One week later, and it’s hardly back to business as normal here. On my commute this morning I followed a city bus flashing “Boston Strong” on its route message board through street traffic from the first funeral for a bombing victim, all the while lost in thought regarding how I should advise and comfort those students of mine who were childhood friends of the now-in-custody perpetrator.
The emotional fallout keeps evolving too. Each in our own way, we’ve bounced from sadness to fear to anger and back again. And as the one-week marks hits today, I’ve found myself confronting a more surprising emotion as well: guilt.
Why would I feel guilty about the bombings? Or, more precisely, about the nationwide response to them? It’s complicated. Which is a cop-out, of course, but also true.
First, please let me clarify that I’m anything but ungrateful. The outpouring of emotional, psychological, and financial support for Boston from all quarters of the country (and, indeed, the globe) has been heartwarming and more than welcome. For those most directly and permanently affected by the bombings, I’m sure these shows of solidarity and sympathy have been the source of at least fleeting positive energy in an otherwise unfathomably dark time.

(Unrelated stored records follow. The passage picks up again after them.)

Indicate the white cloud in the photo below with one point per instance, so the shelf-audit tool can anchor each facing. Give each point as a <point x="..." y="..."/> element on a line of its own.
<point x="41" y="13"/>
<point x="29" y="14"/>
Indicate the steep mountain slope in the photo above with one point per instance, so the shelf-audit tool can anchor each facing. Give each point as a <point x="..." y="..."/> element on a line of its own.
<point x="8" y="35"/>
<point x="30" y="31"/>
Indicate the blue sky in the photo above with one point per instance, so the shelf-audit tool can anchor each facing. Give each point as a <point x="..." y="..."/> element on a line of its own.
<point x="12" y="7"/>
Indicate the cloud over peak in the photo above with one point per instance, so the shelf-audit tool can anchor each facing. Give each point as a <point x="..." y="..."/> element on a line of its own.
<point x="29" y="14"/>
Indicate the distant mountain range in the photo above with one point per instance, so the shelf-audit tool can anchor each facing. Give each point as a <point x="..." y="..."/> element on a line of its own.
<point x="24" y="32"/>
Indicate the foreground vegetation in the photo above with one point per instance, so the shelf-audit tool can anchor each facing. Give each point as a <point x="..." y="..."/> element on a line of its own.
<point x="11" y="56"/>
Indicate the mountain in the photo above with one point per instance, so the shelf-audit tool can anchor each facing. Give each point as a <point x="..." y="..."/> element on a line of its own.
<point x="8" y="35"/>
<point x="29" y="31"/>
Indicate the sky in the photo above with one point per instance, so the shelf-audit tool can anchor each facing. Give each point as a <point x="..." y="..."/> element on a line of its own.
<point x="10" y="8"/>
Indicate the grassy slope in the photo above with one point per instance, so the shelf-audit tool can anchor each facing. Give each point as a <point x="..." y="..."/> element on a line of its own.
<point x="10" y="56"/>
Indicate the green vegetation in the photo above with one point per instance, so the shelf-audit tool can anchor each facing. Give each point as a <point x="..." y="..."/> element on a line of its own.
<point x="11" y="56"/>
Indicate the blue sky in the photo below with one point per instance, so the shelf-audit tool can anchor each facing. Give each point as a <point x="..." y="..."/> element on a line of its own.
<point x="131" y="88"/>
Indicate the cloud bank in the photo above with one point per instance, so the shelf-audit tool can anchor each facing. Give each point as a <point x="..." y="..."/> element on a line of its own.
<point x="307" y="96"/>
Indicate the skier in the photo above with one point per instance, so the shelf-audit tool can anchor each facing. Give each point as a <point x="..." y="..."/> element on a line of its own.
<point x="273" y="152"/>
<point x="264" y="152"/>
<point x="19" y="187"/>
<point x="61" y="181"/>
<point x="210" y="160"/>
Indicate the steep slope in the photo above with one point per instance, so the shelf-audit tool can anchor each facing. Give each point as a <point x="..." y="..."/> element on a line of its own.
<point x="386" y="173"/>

Even as someone whose daily life has not been inexorably altered by these events, I, too, have appreciated the thoughtful emails and texts from friends checking in to make sure all is OK and the images of fans from rival sports teams paying homage to Boston. All the same, though, I have to admit, this free-flowing love and support for Boston leaves me feeling a bit, well… guilty.
Why guilt? Because I can’t stop wondering about the circumstances that lead our local tragedy to be so much more newsworthy (and empathy-worthy) than other tragedies.
So many Americans know the names and faces of the Marathon bombing victims. Yet so few (myself included) know anything about the fatal explosion in West, Texas just two days later, even though the casualties of that tragedy were even greater in number. What’s the difference? Proximity to a major media center? An easily identifiable cast of villains in one instance and a less black-and-white story involving potential corporate negligence and failed regulatory oversight in the other?
Four innocent people lost their lives in the Boston over the course of one week, with dozens more suffering serious, life-altering injuries. But these numbers are certainly no greater than the average weekly gun violence casualties in this country (and they pale in comparison to the statistics that emerge from particularly bad weeks on that front). Still, our attention is riveted by the unexpected, whereas we become inured to incremental suffering.
Yes, life in Boston was particularly anxiety-producing and flat-out scary for 24 hours last Friday. But as these well-wishers from Syria remind us (left
), it’s a luxury many Americans are able to take for granted to live where such uncertainty and chaos is so unfamiliar and unprecedented.
So I don’t mean to sound ungrateful; I really don’t. It has been uplifting to see how so many have rallied around Boston. By all means, please continue to send well wishes, positive thoughts, and your financial assistance to the many victims here who desperately need it. The generosity and support has been inspiring and will make a real difference.
But save some for the other people and causes out there who need it too. The victims whose perpetrators aren’t captured after a riveting, adrenaline-filled day that resembles a Keifer Sutherland drama. The victims whose tragedies don't occur all of the sudden on live television, but rather take the form of a slow, steady drip of despair or violence. The victims who don’t speak the same language as you, wear the same clothes as you, or pray to the same deity as you.
They need your love and your help too.